Nice video.....Great song too!


----------



## Stuffdeer (Dec 26, 2005)

mcwlandscaping;361000 said:


> Nice video.....Great song too!


Ditto.....


----------



## CJSLAWNSERVICE (Nov 6, 2005)

Love IT , what program did you use? Movie Maker?


----------



## Snowbrdr360 (Nov 5, 2006)

Nice video! We got a bit more than an inch Saturday night so I got to do my lots, some plowing, mostly salt though. I guess were supposed to get another quick blast of 1-2 inches toninght. I guess I had better get ready to head out soon


----------



## DBL (Aug 27, 2005)

i love that song and it really looks like you guys are having fun out there


----------



## Midwest BuildIt Inc (Nov 14, 2004)

Do you know how hard it is to try and film an erratic moving truck spraying salt , doing 25-30 miles an hour ,cause that lot i filmed in is a big site. On top of that i didnt even have to be there, I only salt during big storms since im a sub, so i was just following grassbusters around shooting film clips,lol. He was prolly getting mad , but i was trying my best to stay out of the way....


----------



## Vaughn Schultz (Nov 18, 2004)

BNC SERVICES;361328 said:


> Do you know how hard it is to try and film an erratic moving truck spraying salt , doing 25-30 miles an hour ,cause that lot i filmed in is a big site. On top of that i didnt even have to be there, I only salt during big storms since im a sub, so i was just following grassbusters around shooting film clips,lol. He was prolly getting mad , but i was trying my best to stay out of the way....


FIRST off "erratic" at 30 miles an hour no no no 

I like to think I combined, speed, finesse, aim, fluidity, elegance, and determination into all of my salt runs. The truck, the salt, and I work together in perfect trinity 

SECOND "since im a sub" Damnit Bryan you are not a sub!! You are apart of a Elite snow fighting coalition, a family, the few and the proud, you are the leader of Elite's Walgreen's infantry!! DAMNIT soldier, were is your pride? Have you forgot what you fighting for ??? LOCK IT UP  I have neither the time nor the inclination to explain myself, this is a lie, this is ridiculous!

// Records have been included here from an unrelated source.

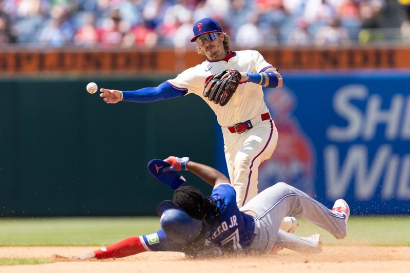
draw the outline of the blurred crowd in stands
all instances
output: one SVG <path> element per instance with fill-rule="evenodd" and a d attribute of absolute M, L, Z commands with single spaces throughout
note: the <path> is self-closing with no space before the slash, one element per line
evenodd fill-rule
<path fill-rule="evenodd" d="M 392 1 L 397 26 L 388 23 L 395 10 L 385 13 Z M 0 0 L 0 44 L 191 48 L 194 23 L 212 17 L 237 47 L 343 45 L 380 28 L 410 39 L 409 7 L 410 0 Z"/>

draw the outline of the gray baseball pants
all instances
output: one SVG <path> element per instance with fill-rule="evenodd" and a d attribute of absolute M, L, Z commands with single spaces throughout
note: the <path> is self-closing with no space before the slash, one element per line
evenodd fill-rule
<path fill-rule="evenodd" d="M 311 238 L 279 231 L 283 217 L 293 215 L 304 218 L 329 232 L 337 239 L 346 236 L 345 216 L 333 212 L 309 195 L 288 184 L 279 182 L 254 197 L 240 211 L 255 220 L 255 235 L 249 249 L 262 253 L 272 249 L 275 243 L 290 245 L 313 245 Z"/>

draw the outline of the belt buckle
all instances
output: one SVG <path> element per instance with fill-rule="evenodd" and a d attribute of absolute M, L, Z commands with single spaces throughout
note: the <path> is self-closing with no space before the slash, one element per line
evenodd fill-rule
<path fill-rule="evenodd" d="M 238 129 L 237 129 L 238 127 L 238 126 L 240 126 L 241 125 L 242 125 L 243 124 L 246 124 L 247 128 L 245 128 L 244 129 L 243 129 L 243 130 L 241 131 L 238 131 Z M 234 129 L 235 129 L 235 132 L 236 132 L 238 134 L 242 134 L 242 133 L 243 133 L 245 131 L 247 131 L 248 130 L 249 130 L 250 129 L 252 129 L 252 128 L 253 128 L 253 125 L 252 125 L 252 122 L 251 122 L 251 120 L 250 119 L 248 119 L 248 120 L 247 120 L 244 122 L 239 122 L 239 123 L 236 123 L 236 124 L 235 124 L 234 125 Z"/>

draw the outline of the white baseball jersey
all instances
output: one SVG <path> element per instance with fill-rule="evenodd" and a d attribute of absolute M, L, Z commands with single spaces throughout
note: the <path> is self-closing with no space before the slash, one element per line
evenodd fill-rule
<path fill-rule="evenodd" d="M 187 94 L 193 93 L 202 98 L 216 115 L 222 128 L 230 179 L 236 192 L 239 207 L 258 193 L 258 168 L 271 157 L 276 147 L 277 131 L 273 120 L 261 119 L 262 114 L 269 112 L 261 86 L 253 82 L 239 85 L 224 106 L 210 101 L 202 95 L 202 92 L 207 79 L 224 70 L 260 72 L 272 67 L 258 51 L 235 51 L 228 61 L 207 60 L 167 81 L 176 87 L 187 89 Z M 248 120 L 252 121 L 253 128 L 241 134 L 233 134 L 228 129 Z"/>
<path fill-rule="evenodd" d="M 228 62 L 207 60 L 185 70 L 176 78 L 167 80 L 176 87 L 188 89 L 187 94 L 193 93 L 202 98 L 214 111 L 218 122 L 222 127 L 232 126 L 268 112 L 263 101 L 262 86 L 253 82 L 239 85 L 224 106 L 216 104 L 202 95 L 207 79 L 224 70 L 236 69 L 239 72 L 260 72 L 264 69 L 272 67 L 258 51 L 242 50 L 234 51 L 234 53 L 235 56 Z"/>

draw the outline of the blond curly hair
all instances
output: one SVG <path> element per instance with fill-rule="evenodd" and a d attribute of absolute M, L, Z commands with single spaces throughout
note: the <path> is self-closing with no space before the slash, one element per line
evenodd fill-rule
<path fill-rule="evenodd" d="M 231 51 L 230 49 L 230 47 L 229 46 L 229 39 L 230 39 L 229 35 L 228 35 L 228 33 L 227 33 L 226 32 L 222 32 L 221 33 L 219 34 L 219 35 L 220 34 L 223 34 L 223 35 L 225 36 L 225 38 L 222 42 L 222 43 L 223 43 L 223 49 L 225 50 L 225 51 L 228 51 L 228 52 L 230 51 Z M 205 54 L 203 53 L 203 52 L 202 52 L 202 50 L 201 49 L 201 48 L 199 47 L 196 47 L 196 52 L 199 55 L 205 55 Z"/>

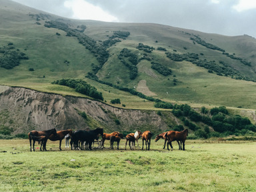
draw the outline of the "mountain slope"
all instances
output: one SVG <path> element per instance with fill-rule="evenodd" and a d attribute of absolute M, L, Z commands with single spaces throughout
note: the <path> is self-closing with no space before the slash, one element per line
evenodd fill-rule
<path fill-rule="evenodd" d="M 50 82 L 62 78 L 80 78 L 102 92 L 107 102 L 120 98 L 126 108 L 153 108 L 153 102 L 145 103 L 129 93 L 85 78 L 88 72 L 94 72 L 100 80 L 142 90 L 146 95 L 148 92 L 143 90 L 149 90 L 155 95 L 152 97 L 165 101 L 194 106 L 256 108 L 256 84 L 253 82 L 256 80 L 256 40 L 252 37 L 207 34 L 157 24 L 67 19 L 12 1 L 0 3 L 0 47 L 8 47 L 11 43 L 15 50 L 29 58 L 21 60 L 12 69 L 0 68 L 1 84 L 61 93 Z M 67 28 L 45 26 L 51 21 Z M 83 26 L 86 26 L 84 31 Z M 113 37 L 117 31 L 129 32 L 129 35 Z M 67 36 L 68 33 L 76 33 Z M 97 50 L 83 44 L 81 37 L 93 42 Z M 116 42 L 104 46 L 108 40 Z M 145 47 L 137 48 L 139 43 Z M 150 52 L 147 47 L 153 49 Z M 132 56 L 121 56 L 123 48 Z M 102 51 L 108 53 L 105 62 L 99 59 L 105 56 Z M 177 61 L 168 58 L 168 54 L 183 57 L 187 54 L 189 58 Z M 191 54 L 198 58 L 191 60 Z M 135 56 L 137 63 L 133 64 L 129 59 L 134 60 Z M 152 62 L 171 69 L 171 74 L 164 76 L 153 69 Z M 127 63 L 137 70 L 133 79 Z M 141 81 L 145 89 L 137 89 Z"/>

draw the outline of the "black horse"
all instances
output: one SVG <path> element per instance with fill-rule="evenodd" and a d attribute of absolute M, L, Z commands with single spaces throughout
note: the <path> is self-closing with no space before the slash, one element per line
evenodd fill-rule
<path fill-rule="evenodd" d="M 36 130 L 31 131 L 29 133 L 29 144 L 30 144 L 30 151 L 32 151 L 32 147 L 31 147 L 31 140 L 33 140 L 33 149 L 35 151 L 35 142 L 41 142 L 41 147 L 40 147 L 40 151 L 42 150 L 42 145 L 43 145 L 43 150 L 46 150 L 46 142 L 49 138 L 49 136 L 51 134 L 53 134 L 54 136 L 57 136 L 57 131 L 56 130 L 51 129 L 49 130 L 45 130 L 41 132 L 37 132 Z"/>
<path fill-rule="evenodd" d="M 94 130 L 78 130 L 75 132 L 70 142 L 71 149 L 73 149 L 73 144 L 74 144 L 75 149 L 78 149 L 79 142 L 80 142 L 81 145 L 83 145 L 84 142 L 86 142 L 88 145 L 89 149 L 91 150 L 91 145 L 94 140 L 97 139 L 99 134 L 101 136 L 103 135 L 103 128 L 98 128 Z"/>

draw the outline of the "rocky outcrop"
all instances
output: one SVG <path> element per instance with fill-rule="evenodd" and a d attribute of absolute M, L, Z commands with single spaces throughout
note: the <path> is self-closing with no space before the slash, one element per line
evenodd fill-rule
<path fill-rule="evenodd" d="M 11 128 L 14 134 L 53 128 L 101 126 L 109 132 L 167 128 L 155 111 L 125 110 L 87 98 L 5 86 L 0 86 L 0 126 Z"/>

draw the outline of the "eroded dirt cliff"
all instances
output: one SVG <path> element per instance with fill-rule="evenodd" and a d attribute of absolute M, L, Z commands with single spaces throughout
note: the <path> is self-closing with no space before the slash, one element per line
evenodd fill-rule
<path fill-rule="evenodd" d="M 125 110 L 87 98 L 0 86 L 0 126 L 11 128 L 13 134 L 97 126 L 105 132 L 165 130 L 167 125 L 162 118 L 155 111 Z"/>

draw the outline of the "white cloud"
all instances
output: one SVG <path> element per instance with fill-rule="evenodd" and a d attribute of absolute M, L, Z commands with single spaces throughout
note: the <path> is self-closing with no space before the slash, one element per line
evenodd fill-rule
<path fill-rule="evenodd" d="M 249 9 L 256 9 L 256 1 L 239 0 L 237 5 L 233 7 L 238 12 L 242 12 Z"/>
<path fill-rule="evenodd" d="M 73 11 L 73 18 L 74 19 L 108 22 L 118 21 L 117 18 L 104 11 L 101 8 L 83 0 L 67 0 L 65 1 L 64 5 Z"/>
<path fill-rule="evenodd" d="M 211 0 L 211 2 L 213 3 L 219 4 L 219 0 Z"/>

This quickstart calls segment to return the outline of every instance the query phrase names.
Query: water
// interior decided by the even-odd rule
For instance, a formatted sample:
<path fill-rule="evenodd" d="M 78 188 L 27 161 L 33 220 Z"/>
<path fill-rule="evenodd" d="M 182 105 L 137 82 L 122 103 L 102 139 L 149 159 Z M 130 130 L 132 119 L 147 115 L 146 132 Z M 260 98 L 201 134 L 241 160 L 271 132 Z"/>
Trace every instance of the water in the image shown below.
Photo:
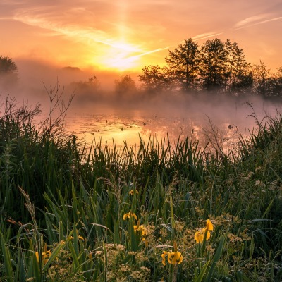
<path fill-rule="evenodd" d="M 125 142 L 135 147 L 138 146 L 140 137 L 145 141 L 154 138 L 161 142 L 168 136 L 173 143 L 188 136 L 199 140 L 201 147 L 217 142 L 228 151 L 240 135 L 247 136 L 255 130 L 255 119 L 250 116 L 254 111 L 259 121 L 276 113 L 277 104 L 274 103 L 257 101 L 255 107 L 254 102 L 252 106 L 248 103 L 195 103 L 171 107 L 166 104 L 153 110 L 104 105 L 92 111 L 73 111 L 66 118 L 66 129 L 88 145 L 95 140 L 110 147 L 113 141 L 117 147 L 123 147 Z"/>
<path fill-rule="evenodd" d="M 142 103 L 117 103 L 109 100 L 103 104 L 74 104 L 66 118 L 68 134 L 78 136 L 90 146 L 101 142 L 123 148 L 137 147 L 140 137 L 154 138 L 161 142 L 169 137 L 171 143 L 187 137 L 199 140 L 200 147 L 217 142 L 226 152 L 232 149 L 240 135 L 247 136 L 266 116 L 274 116 L 280 105 L 258 98 L 231 99 L 212 96 L 206 99 L 148 99 Z M 212 98 L 212 99 L 211 99 Z"/>

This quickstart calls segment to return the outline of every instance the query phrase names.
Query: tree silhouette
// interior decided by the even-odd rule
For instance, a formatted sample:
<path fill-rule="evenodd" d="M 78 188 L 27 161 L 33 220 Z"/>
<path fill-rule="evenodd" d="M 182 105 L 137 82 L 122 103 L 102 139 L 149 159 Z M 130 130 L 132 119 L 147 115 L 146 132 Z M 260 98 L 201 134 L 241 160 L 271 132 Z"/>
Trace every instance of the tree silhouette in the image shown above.
<path fill-rule="evenodd" d="M 18 67 L 9 57 L 0 56 L 0 75 L 11 74 L 18 70 Z"/>
<path fill-rule="evenodd" d="M 166 58 L 167 70 L 176 87 L 185 92 L 195 90 L 200 61 L 197 43 L 189 38 L 168 52 Z"/>
<path fill-rule="evenodd" d="M 133 94 L 137 90 L 135 82 L 129 75 L 123 76 L 119 80 L 115 80 L 115 87 L 116 93 L 118 96 Z"/>
<path fill-rule="evenodd" d="M 143 74 L 139 75 L 139 80 L 142 82 L 141 86 L 145 91 L 156 93 L 169 90 L 169 80 L 165 69 L 158 65 L 151 65 L 144 66 L 142 71 Z"/>
<path fill-rule="evenodd" d="M 227 51 L 224 43 L 208 39 L 201 48 L 200 73 L 202 86 L 207 90 L 222 90 L 228 80 Z"/>

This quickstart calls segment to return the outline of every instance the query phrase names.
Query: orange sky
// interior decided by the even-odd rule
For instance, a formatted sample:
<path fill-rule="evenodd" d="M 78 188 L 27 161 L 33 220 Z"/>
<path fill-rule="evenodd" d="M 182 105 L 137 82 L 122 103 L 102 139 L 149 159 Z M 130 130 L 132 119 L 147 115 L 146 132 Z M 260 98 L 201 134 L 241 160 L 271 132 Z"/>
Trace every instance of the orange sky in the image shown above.
<path fill-rule="evenodd" d="M 238 43 L 282 66 L 281 0 L 1 0 L 0 54 L 61 66 L 141 72 L 192 37 Z"/>

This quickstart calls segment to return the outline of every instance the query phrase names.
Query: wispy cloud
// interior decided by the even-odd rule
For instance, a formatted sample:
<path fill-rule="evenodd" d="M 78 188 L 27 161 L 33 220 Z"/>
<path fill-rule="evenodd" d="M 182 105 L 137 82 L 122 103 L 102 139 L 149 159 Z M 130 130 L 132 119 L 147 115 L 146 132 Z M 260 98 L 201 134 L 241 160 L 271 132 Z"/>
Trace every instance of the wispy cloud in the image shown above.
<path fill-rule="evenodd" d="M 281 18 L 282 17 L 271 18 L 271 15 L 269 14 L 260 14 L 257 16 L 253 16 L 252 17 L 246 18 L 244 20 L 240 20 L 234 25 L 234 27 L 233 29 L 234 30 L 240 30 L 242 28 L 246 28 L 274 20 L 278 20 Z"/>
<path fill-rule="evenodd" d="M 214 33 L 214 32 L 209 32 L 209 33 L 202 33 L 200 35 L 194 36 L 192 39 L 195 41 L 204 39 L 206 38 L 213 37 L 214 36 L 222 35 L 223 32 Z"/>

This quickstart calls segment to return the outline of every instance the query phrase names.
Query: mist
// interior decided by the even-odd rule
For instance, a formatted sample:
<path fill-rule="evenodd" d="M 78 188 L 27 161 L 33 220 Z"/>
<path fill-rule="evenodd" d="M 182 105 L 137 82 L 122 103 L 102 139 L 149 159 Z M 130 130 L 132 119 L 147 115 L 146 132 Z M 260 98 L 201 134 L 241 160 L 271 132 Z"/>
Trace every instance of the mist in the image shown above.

Have you forgoten colorado ??

THIRD You are getting paid for emergence tractor relocation. (our salt yard ran out so we had to drive a loader 30 min to another town to load up at are other shop, opps  )


----------



## Midwest BuildIt Inc (Nov 14, 2004)

SIR yes SIR. :salute: Commander and chief of the elite snow fighting coalition.:salute: 
This is Four star General Wallgreens Reporting sir......
The Dodge95BossVplowV10 Battle battalion is ready for action sir 

Hooah !!!!!!!!!!!!!!!!!!!


----------



## RSK (Nov 24, 2005)

nice you have anymore???xysport :salute:


----------